だけどわたし達は前回大した厄災もなく汚れた聖杯を降臨させた上で漏れ出した孔を閉じ、わたしも無事だったわ」

「それは偶然が重なっただけだろう。今回もうまくいくとは…」

「ええ。だから今回は全力でうまくいかせて欲しいの」

つまりイリヤは聖杯として小聖杯を完成させた後、孔を吹き飛ばして聖杯戦争を終わらせて欲しいのか。

中身が汚染されていると分かれば諦めてくれるマスターも居るはずと思っているのだろう。
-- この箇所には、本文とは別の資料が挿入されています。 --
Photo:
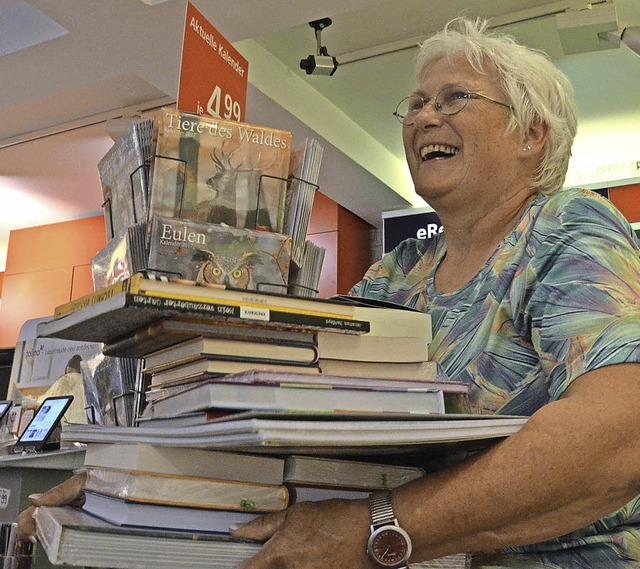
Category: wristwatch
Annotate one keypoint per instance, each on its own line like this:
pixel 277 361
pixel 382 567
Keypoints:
pixel 389 546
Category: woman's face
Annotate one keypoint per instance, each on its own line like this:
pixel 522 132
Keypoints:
pixel 465 155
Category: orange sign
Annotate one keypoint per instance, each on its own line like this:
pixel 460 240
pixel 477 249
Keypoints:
pixel 213 75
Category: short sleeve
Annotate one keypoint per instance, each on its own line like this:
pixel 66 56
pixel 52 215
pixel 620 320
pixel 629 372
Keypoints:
pixel 581 298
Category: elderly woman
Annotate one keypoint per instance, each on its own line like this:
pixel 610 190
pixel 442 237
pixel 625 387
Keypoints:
pixel 535 299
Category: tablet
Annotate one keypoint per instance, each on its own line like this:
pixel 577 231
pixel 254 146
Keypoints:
pixel 36 436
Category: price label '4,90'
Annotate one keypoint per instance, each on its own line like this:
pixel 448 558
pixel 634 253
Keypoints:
pixel 213 74
pixel 223 106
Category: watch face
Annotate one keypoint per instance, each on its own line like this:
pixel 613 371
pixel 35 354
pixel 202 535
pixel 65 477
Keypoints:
pixel 389 547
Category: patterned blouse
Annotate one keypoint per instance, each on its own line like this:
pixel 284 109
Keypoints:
pixel 558 297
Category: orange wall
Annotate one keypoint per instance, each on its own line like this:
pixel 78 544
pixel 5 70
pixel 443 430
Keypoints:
pixel 46 266
pixel 346 239
pixel 627 200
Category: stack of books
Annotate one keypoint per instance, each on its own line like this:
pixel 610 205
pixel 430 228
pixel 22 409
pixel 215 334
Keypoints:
pixel 258 351
pixel 210 200
pixel 128 522
pixel 197 425
pixel 181 489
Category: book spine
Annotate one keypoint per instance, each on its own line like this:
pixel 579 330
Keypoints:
pixel 127 285
pixel 257 316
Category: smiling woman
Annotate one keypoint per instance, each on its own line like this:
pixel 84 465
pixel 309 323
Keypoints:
pixel 534 295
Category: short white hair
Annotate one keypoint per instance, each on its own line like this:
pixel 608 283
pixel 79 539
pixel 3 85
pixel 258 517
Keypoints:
pixel 536 89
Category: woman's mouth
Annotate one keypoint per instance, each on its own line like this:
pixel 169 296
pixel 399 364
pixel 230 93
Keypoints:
pixel 437 152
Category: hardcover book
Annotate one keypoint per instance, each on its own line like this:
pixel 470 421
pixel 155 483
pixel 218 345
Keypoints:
pixel 318 433
pixel 325 472
pixel 172 331
pixel 186 462
pixel 232 349
pixel 217 171
pixel 73 537
pixel 119 311
pixel 220 395
pixel 210 253
pixel 205 369
pixel 135 514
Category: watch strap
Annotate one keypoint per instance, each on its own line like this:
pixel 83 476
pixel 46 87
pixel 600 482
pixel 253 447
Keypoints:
pixel 381 509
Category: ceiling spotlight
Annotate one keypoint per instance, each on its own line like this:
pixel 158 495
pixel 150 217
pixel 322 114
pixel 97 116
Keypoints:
pixel 629 36
pixel 321 63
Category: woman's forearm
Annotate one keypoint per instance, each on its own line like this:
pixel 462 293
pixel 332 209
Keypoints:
pixel 574 462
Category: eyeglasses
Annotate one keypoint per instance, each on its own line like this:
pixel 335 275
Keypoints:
pixel 449 101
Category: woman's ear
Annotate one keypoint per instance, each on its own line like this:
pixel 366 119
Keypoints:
pixel 534 138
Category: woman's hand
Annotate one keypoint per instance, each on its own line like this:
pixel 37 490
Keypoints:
pixel 69 493
pixel 332 533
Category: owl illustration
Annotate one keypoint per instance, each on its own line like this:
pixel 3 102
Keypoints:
pixel 229 270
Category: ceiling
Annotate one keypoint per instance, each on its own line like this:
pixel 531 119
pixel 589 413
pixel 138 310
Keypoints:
pixel 102 59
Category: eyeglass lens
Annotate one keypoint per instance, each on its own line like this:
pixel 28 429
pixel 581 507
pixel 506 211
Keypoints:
pixel 449 101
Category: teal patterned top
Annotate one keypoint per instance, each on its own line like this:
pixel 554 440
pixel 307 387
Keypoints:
pixel 559 296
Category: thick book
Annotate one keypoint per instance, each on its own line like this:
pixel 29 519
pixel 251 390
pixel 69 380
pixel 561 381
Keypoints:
pixel 125 513
pixel 393 336
pixel 294 377
pixel 318 433
pixel 120 310
pixel 232 349
pixel 186 462
pixel 194 292
pixel 124 313
pixel 187 491
pixel 74 537
pixel 205 369
pixel 210 253
pixel 171 331
pixel 212 170
pixel 219 395
pixel 301 470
まぁ衛宮切嗣あたりなら、確かに諦めてくれるかもしれない。なんていったって衛宮士郎の歪んだ人格の大本になった人物で、大きな災厄しか引き起こさない物をどうして認められようか。むしろイリヤごと破壊してしまいそうでそちらの方が気がかりだ。

しかし何故そんな事を?

そう言えばイリヤの本当の望みははぐらかされてしまったか。まぁいい。今は彼女の望みを叶える為に最善を尽くそう。

イリヤが本当に道を間違えそうになったらぶん殴ってでも止めれば…ああ、令呪が有るから無理だったな。イリヤが聞く耳を持っていてくれる事を祈ろう。

俺はそれ以上の詮索はせずに衛宮邸へと戻った。